7pm Wednesday 20th, station 11 South of the Falklands

Well hello again! Things have been super busy. As we came down the continental slope we had lots of sampling stations really close together so we still have a huge backlog of samples to run through and are still collecting more. The CTD has a rosette of 24 big bottles which get opened at different depths to collect samples. When it gets up on deck we need to fill up big 2 L glass bottles from the CTD (there is a rather lengthy technique to avoid any contamination). This whole process takes a while and involves kneeling in freezing water on the deck and having freezing cold water running over your hands for a while. So I have some rather fetching X4s which are big orange padded dungarees and coat. Plus my fur lined steel toe-cap wellies and bright yellow hard hat and I am basically the height of fashion!

So at each station we take samples from each of the bottles on the CTD and then several duplicates. We put the samples into big cool boxes filled with cold water and ice packs. We then have to move the cool boxes to another part of the deck and strap them down and take empty sample bottles back to the CTD area. We then run as many of the samples through the machine as we can before the next station. Running samples is fairly similar to what I described earlier with all the computers but you have to change bottles round, press valves at key moments and top up the liquid nitrogen. Luckily the computer makes silly noises when you have to do these things ('woof-woof' means change the sample)! But it takes a lot of concentration. I seriously hate having to do the liquid nitrogen. Pouring it from a big urn into a little trap on a moving ship is horrible, and then when you need to top up the urn it involves crossing the deck climbing over some barriers and through a couple of doors.... when you need two hands for the nitrogen and the ship is rolling.... totally shit. But no accidents yet! :P

I getting on well being on shift with Andy.... though I am even more convinced about what a 'big-picture' guy he is!

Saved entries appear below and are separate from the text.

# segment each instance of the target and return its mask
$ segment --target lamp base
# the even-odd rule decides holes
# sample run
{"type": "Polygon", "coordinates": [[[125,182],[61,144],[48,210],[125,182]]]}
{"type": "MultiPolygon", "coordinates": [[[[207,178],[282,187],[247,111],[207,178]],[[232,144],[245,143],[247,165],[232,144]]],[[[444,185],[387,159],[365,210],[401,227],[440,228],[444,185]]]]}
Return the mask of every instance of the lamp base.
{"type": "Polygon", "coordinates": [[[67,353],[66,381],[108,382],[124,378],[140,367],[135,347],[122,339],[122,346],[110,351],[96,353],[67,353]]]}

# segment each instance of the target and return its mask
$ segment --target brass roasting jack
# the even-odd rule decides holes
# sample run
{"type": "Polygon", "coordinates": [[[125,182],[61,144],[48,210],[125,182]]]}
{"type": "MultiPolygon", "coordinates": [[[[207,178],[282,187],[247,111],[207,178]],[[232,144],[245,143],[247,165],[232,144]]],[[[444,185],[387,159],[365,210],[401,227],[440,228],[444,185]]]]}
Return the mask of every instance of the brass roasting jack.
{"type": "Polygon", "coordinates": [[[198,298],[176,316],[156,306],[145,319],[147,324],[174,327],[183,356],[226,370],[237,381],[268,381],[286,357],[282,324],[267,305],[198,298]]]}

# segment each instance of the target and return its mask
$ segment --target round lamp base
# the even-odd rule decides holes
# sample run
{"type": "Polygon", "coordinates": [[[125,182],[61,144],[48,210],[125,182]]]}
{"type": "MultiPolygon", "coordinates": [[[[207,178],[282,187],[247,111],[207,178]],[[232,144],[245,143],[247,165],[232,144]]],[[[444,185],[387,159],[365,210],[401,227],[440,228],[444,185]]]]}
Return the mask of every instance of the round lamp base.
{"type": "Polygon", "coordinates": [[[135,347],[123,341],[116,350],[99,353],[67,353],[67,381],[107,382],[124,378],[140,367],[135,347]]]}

He keeps forgetting the little details.... which can be pretty nerve wrecking because if you miss key stages everything might go boom! So mostly I run the machine and the sampling and let him get on with data analysis and being an important professor! Poor Ben is on the midnight to 8am shift. He has not managed to figure out his sleeping pattern yet and was a total mess when I came in this morning! But we usually manage to have a cuppa in the evening and the occasional game of darts (I think I am not actually much worse despite the heaving deck!). Unlike Andy most bigwigs stop coming on cruises as soon as they can so it is a pretty young crowd on this ship so no one is too jaded yet! Its quite social and chilled on the ship which is really nice.

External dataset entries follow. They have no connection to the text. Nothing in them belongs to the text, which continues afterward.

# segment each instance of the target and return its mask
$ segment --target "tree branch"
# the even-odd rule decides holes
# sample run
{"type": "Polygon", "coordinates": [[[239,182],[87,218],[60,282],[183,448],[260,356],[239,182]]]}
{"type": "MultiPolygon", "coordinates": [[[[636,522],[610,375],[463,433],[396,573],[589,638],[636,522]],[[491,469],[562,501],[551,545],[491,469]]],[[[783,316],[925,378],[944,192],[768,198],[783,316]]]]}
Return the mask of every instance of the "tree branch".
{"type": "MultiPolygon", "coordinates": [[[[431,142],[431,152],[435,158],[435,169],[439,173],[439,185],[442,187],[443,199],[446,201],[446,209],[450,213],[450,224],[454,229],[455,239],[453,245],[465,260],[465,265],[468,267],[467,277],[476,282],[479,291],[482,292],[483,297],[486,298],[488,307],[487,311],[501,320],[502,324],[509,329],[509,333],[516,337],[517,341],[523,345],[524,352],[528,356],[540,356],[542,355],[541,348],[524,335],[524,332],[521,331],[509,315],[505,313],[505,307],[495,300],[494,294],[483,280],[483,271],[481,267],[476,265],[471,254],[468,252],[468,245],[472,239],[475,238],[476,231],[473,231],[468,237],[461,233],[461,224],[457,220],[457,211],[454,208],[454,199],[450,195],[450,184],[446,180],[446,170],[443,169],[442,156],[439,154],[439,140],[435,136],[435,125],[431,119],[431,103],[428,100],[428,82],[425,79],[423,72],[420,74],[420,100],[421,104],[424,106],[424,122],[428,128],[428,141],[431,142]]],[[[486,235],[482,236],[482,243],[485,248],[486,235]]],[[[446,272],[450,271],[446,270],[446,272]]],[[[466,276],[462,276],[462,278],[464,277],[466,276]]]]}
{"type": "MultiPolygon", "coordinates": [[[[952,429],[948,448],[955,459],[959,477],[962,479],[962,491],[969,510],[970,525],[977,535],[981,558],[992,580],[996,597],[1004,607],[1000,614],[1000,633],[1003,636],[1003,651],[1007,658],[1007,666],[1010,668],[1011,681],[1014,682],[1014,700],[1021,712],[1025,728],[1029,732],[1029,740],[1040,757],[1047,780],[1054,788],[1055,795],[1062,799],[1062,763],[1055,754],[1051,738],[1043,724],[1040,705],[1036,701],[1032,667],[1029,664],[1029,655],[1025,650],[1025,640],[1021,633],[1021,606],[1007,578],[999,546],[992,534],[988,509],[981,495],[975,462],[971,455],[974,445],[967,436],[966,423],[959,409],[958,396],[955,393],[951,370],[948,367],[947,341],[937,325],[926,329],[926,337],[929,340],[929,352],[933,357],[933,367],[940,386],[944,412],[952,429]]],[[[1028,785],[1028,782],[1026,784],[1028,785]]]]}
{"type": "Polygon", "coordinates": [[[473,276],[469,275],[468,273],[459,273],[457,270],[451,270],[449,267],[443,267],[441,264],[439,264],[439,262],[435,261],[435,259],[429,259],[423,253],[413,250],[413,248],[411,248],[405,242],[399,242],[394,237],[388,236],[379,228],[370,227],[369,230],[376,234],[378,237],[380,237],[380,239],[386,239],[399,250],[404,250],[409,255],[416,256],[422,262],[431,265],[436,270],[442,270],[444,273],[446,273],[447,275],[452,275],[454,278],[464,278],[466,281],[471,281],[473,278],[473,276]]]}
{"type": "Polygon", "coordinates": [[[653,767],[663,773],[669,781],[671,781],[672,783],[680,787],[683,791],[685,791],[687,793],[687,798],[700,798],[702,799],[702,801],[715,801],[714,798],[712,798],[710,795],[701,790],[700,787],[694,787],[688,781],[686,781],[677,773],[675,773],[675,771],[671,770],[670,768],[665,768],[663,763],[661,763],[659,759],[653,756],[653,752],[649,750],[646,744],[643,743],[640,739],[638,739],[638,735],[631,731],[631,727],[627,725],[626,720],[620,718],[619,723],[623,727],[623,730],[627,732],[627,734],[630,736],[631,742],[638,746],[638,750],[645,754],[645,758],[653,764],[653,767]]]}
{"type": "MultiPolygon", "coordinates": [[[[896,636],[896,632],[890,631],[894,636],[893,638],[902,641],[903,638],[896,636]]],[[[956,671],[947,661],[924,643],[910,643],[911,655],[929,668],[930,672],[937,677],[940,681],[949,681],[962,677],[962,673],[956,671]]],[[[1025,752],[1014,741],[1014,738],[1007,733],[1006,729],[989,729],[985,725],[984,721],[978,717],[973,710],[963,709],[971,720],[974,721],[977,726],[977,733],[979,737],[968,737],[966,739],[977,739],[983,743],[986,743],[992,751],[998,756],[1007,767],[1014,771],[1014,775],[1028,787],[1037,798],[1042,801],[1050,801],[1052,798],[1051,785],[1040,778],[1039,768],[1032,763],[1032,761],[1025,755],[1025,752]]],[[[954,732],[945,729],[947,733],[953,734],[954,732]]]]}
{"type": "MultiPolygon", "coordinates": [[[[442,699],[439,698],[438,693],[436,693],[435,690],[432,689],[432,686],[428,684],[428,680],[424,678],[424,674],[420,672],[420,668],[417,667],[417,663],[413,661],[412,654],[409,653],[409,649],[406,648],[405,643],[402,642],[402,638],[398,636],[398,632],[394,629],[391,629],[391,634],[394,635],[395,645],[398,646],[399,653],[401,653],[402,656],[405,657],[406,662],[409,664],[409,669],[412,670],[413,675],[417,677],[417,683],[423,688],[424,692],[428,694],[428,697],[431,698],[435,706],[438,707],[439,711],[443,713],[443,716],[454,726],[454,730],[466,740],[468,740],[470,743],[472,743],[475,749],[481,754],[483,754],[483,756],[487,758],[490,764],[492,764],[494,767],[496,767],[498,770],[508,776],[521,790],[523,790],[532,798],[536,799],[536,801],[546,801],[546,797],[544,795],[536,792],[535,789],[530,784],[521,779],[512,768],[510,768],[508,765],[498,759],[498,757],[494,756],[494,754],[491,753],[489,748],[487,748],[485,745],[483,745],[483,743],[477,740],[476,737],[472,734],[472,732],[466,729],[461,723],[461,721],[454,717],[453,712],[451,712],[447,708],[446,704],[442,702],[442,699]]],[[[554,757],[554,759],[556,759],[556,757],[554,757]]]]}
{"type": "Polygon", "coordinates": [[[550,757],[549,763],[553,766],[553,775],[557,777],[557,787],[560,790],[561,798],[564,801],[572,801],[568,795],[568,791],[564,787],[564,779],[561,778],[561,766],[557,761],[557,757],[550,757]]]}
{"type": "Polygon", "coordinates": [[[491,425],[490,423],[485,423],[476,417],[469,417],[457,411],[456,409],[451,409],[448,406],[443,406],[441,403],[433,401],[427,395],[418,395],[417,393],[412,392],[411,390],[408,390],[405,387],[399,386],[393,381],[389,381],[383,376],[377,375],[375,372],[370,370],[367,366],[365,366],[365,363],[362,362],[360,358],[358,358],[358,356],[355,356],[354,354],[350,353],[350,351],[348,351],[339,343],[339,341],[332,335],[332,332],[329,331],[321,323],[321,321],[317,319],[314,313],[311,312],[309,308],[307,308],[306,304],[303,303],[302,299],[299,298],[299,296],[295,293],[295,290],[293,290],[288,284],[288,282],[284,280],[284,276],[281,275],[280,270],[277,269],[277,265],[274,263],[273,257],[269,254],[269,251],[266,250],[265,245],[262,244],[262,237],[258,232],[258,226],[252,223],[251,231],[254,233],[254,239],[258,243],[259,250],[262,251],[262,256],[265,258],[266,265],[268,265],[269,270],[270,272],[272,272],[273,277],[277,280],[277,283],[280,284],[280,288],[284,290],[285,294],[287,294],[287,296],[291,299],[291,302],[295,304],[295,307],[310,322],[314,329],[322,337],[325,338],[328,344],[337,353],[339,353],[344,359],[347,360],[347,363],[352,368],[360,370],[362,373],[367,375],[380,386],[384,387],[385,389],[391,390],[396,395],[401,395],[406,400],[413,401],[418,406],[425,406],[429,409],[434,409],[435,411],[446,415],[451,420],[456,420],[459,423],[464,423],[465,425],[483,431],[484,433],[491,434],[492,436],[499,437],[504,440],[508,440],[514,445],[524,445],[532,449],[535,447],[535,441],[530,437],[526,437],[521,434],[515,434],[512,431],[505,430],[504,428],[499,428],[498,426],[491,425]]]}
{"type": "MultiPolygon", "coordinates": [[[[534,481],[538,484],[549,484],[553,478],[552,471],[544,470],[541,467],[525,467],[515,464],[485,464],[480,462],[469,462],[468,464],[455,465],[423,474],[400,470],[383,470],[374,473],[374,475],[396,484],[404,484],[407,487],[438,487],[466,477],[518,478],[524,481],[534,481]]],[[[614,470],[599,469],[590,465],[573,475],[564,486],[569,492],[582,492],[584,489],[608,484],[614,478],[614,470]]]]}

The sea is rougher now. It has been really foggy today which has disrupted some of the other science done aboard. I think people have found it pretty frustrating just sitting around. There is a fair swell at the moment... and a swell of 10 meters forecast for tomorrow evening!!!! And Saturady is meant to be worse. Eeep! Luckily I am not feeling at all sick (well beyond the usual coeliac background) Gwen is feeling it a bit but no one is really too bad. Which is great! Fingers crossed it lasts through the bad weather! If it is like that then we probably won't be able to sample... but we won't be able to sleep either! I slept pretty badly last night. I kept trying to sleep on my side and then tumbling over as the ship rolled and waking up! I'll get used to sleeping on back soon though! And I have made sure nothing is loose in any of the drawers so we are not kept up with things rattling about the place!


What has been breaking my heart is that there is a wee flock of snowy egrets (though without the tuft?) which are following the ship. They turned up yesterday and must have been lost. They seem to be really struggling flying by the ship in the day and roosting on the deck at night. They are absolutely beautiful birds. It is heartbreaking because they will all die soon without fresh water etc. Apparently the local birds mob them too. Which seems unfair since the albatrosses/ shearwaters following the ship are sooooooo much bigger! Still amazed by that!

So I had better go as there is CTD coming up now. Although I am on ship between 8am-4pm I help out if there is a CTD any time I am awake. But usually I go for being the clipboard person and oversee rather than actually getting too chilled.


Written 10.30pm

Just finfished the aforementioned CTD. It took a while but I quite like doing them at night as everything seems quiter and calmer. The swell was coming right up by the deck in big walls, and with all the lights on deck for sampling it looks like thick blue paint. Its not breaking over the side but sometimes it looks like a vertical wall above you. Pretty scary. But also amazing.

The poor wee egrets were all flying around in the lights desparetly trying to land somewhere and soon getting blown off. For a while they were all on top of the container lab. Unfortunately my camera was not to hand as it would have made a great photo! They are very beautiful in flight and all ruffled and hunched when perched. They have silly long legs that kind of wave about when they fly. Completely the wrong shape for here. Going to be really sad when they are gone.

One thing that is pretty rubbish about a late station is that I am now pretty wired from being on deck and lugging things about. But got to be up early so need to sleep. So I had better go and try!